Meskipun secara administrasi dan kewenangan pengelolaan SMA, SMK, dan SLB berada di bawah Pemerintah Provinsi Banten, DPRD Kabupaten Lebak tetap memiliki tanggung jawab moral dan politik untuk menampung berbagai keluhan masyarakat yang muncul di daerahnya. Terlebih, berbagai laporan terkait pelaksanaan SPMB berasal langsung dari warga Kabupaten Lebak yang merasa terdampak oleh kebijakan tersebut.
Selanjutnya Idham juga menegaskan, forum RDP yang digelar DPRD tidak dapat serta-merta dianggap sebagai bentuk intervensi terhadap kewenangan pemerintah provinsi. Sebaliknya, forum tersebut merupakan sarana komunikasi publik agar masyarakat mendapatkan penjelasan yang terbuka dari para pemangku kepentingan terkait pelaksanaan SPMB yang menuai berbagai keluhan.

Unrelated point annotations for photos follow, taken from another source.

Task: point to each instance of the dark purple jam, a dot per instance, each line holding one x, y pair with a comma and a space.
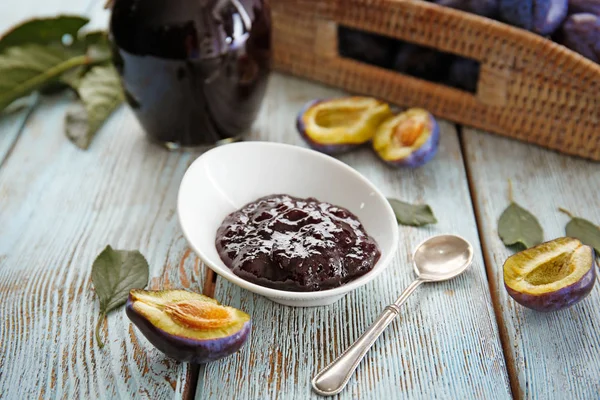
194, 71
294, 244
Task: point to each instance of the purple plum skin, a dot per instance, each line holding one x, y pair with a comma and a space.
539, 16
186, 349
485, 8
423, 154
581, 33
584, 6
560, 299
331, 149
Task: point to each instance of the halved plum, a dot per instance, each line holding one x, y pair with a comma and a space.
188, 326
551, 276
409, 139
339, 125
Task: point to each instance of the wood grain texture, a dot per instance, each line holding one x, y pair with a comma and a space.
445, 343
59, 208
554, 355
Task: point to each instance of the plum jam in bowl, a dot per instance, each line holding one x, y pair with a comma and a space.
291, 224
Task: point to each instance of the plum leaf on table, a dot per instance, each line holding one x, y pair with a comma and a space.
100, 93
114, 274
48, 55
412, 214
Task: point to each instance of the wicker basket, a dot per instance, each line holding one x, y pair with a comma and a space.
529, 88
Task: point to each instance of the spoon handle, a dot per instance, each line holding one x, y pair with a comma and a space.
334, 377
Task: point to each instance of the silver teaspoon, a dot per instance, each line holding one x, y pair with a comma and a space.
437, 259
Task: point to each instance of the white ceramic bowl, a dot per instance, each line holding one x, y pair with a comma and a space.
226, 178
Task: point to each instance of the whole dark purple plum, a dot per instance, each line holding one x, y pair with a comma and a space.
464, 74
366, 47
338, 125
551, 276
188, 326
422, 62
539, 16
486, 8
584, 6
409, 139
581, 33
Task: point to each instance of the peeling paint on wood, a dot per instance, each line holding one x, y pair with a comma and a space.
549, 354
64, 206
440, 346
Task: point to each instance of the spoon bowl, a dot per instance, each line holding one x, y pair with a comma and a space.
436, 259
442, 257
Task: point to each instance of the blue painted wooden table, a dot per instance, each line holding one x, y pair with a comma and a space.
464, 339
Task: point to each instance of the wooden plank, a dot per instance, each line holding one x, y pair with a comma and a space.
445, 344
59, 207
549, 355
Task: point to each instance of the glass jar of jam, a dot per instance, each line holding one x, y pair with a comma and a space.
194, 71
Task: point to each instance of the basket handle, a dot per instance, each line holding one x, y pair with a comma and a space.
440, 28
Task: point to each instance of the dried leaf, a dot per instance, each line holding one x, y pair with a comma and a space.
100, 93
114, 274
412, 215
583, 230
518, 226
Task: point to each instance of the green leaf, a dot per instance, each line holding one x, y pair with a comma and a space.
412, 215
583, 230
100, 93
43, 31
28, 68
518, 226
114, 274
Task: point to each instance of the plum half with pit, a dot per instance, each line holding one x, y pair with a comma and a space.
539, 16
188, 326
338, 125
410, 139
551, 276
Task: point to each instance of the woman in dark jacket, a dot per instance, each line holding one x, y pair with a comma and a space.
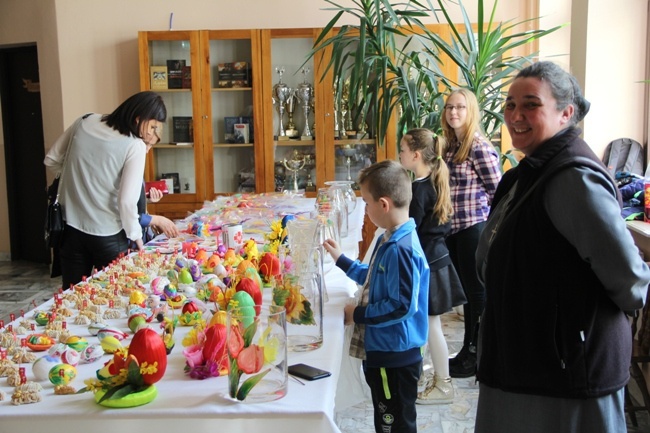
560, 269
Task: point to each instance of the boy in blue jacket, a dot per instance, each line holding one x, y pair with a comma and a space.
391, 320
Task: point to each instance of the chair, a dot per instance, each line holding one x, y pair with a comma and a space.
640, 355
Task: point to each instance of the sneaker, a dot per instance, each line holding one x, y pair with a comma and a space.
460, 356
427, 380
442, 392
465, 368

“Perlu dipahami bahwa DPRD Kabupaten memiliki fungsi representasi masyarakat. Ketika masyarakat Kabupaten Lebak mengeluhkan persoalan SPMB, maka sudah menjadi kewajiban DPRD untuk memfasilitasi penyampaian aspirasi tersebut. Mengundang kepala sekolah maupun KCD untuk memberikan klarifikasi bukan berarti mengambil alih kewenangan provinsi,” Ujar Idham.
Langkah DPRD Kabupaten Lebak sebelumnya juga mendapat dukungan dari berbagai elemen masyarakat, wali Murid dan organisasi kemahasiswaan yang menilai bahwa banyak persoalan SPMB perlu dijelaskan secara terbuka kepada publik. Beberapa organisasi bahkan mengapresiasi respons cepat DPRD dalam menindaklanjuti laporan masyarakat terkait jalur domisili, sosialisasi yang dianggap kurang maksimal, hingga dugaan ketidakkonsistenan penerapan aturan di lapangan.
Di sisi lain, DPRD Kabupaten Lebak juga menegaskan bahwa agenda pembahasan SPMB bertujuan memastikan pelaksanaan penerimaan murid baru berjalan transparan, profesional, dan berkeadilan bagi seluruh masyarakat tanpa adanya praktik yang merugikan calon peserta didik.
Oleh karena itu, muncul pandangan bahwa kritik terhadap DPRD Kabupaten Lebak seharusnya ditempatkan secara proporsional. Sebab, persoalan pendidikan tidak hanya berbicara mengenai kewenangan administratif, tetapi juga menyangkut kebutuhan masyarakat di tingkat akar rumput yang wajib diperjuangkan dan difasilitasi oleh wakil rakyat di daerah.
Dengan demikian, upaya DPRD Kabupaten Lebak mengumpulkan jajaran kepala sekolah dan KCD Wilayah Lebak untuk mendengarkan penjelasan serta menerima kritik masyarakat dinilai sebagai bagian dari fungsi pengawasan dan penyerapan aspirasi, bukan sebagai bentuk pelanggaran kewenangan. Justru forum tersebut menjadi jembatan agar suara masyarakat dapat tersampaikan kepada pihak yang memiliki kewenangan dalam pengelolaan pendidikan tingkat menengah di Provinsi Banten.